Em resumo, apesar de nos gabarmos por viver em um mundo que se diz tão avançado
— advindos de uma superação muito grande, proporcionada por esse sentimento de
concorrência tão característico do sistema capitalista e de eventos como a globalização —,
ainda estamos presos a princípios arcaicos, principalmente no que diz respeito ao abuso de
poder sobre os indivíduos. Grande parte dos estudiosos sobre o tema tentam criar alternativas
para pensar a sociedade para além dessas relações de subalternização, mas a impressão
deixada é a de que o sistema capitalista sempre está um passo à frente, reinventando-se
diariamente. O que fica é o objetivo de questionar a nossa vivência mediante a essa realidade,
pensar para além de novas ideias que tentem decifrar seus dispositivos, mas atitudes que
penetrem na vida social, política e econômica, a fim de provocar mudanças reais no mundo.
BIBLIOGRAFIA
A uberização das relações de trabalho. Carta Capital, São Paulo, 9 de ago. de 2019.
Disponível em:
<https://www.cartacapital.com.br/justica/a-uberizacao-das-relacoes-de-trabalho/>. Acesso
em: 20 de fev. de 2021.
NUNES, Júlia. Idosa de 101 anos que viralizou na web por entregar currículo ganha vinhos
de presente; 'Muito feliz', diz bisneta.
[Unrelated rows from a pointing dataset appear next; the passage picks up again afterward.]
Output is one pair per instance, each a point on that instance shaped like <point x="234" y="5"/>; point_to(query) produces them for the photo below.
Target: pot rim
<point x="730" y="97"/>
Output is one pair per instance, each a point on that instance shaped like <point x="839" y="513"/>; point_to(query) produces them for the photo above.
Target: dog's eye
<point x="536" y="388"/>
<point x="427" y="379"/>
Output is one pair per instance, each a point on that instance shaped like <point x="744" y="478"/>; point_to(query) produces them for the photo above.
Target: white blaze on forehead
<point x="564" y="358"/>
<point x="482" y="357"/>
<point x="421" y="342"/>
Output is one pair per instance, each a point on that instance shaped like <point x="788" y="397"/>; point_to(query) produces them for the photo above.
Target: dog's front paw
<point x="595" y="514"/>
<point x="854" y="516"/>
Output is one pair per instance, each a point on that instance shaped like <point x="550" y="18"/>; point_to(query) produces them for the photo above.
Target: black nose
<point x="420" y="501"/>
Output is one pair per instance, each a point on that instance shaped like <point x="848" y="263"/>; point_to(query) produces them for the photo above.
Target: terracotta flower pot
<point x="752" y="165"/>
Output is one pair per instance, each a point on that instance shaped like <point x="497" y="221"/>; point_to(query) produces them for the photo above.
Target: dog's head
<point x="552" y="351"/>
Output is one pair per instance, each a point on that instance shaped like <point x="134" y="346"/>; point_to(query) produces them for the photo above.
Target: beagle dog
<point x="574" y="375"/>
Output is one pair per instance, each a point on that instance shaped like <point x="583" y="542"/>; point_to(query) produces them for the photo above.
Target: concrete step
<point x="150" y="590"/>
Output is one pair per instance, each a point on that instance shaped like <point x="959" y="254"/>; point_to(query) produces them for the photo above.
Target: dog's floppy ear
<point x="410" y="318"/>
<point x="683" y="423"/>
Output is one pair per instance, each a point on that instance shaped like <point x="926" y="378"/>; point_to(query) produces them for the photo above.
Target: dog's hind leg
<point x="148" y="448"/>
G1, Bauru, 16 de fev. de 2021. Disponível em:
<https://g1.globo.com/sp/bauru-marilia/noticia/2021/02/16/idosa-de-101-anos-que-viralizou-
na-web-por-entregar-curriculo-ganha-vinhos-de-presente-muito-feliz-diz-bisneta.ghtml>.
Acesso em: 20 de fev. de 2021.
VEBLEN, Thorstein. A teoria da classe ociosa: um estudo econômico das instituições. São
Paulo: Nova Cultural, 1987, pp. 19-35.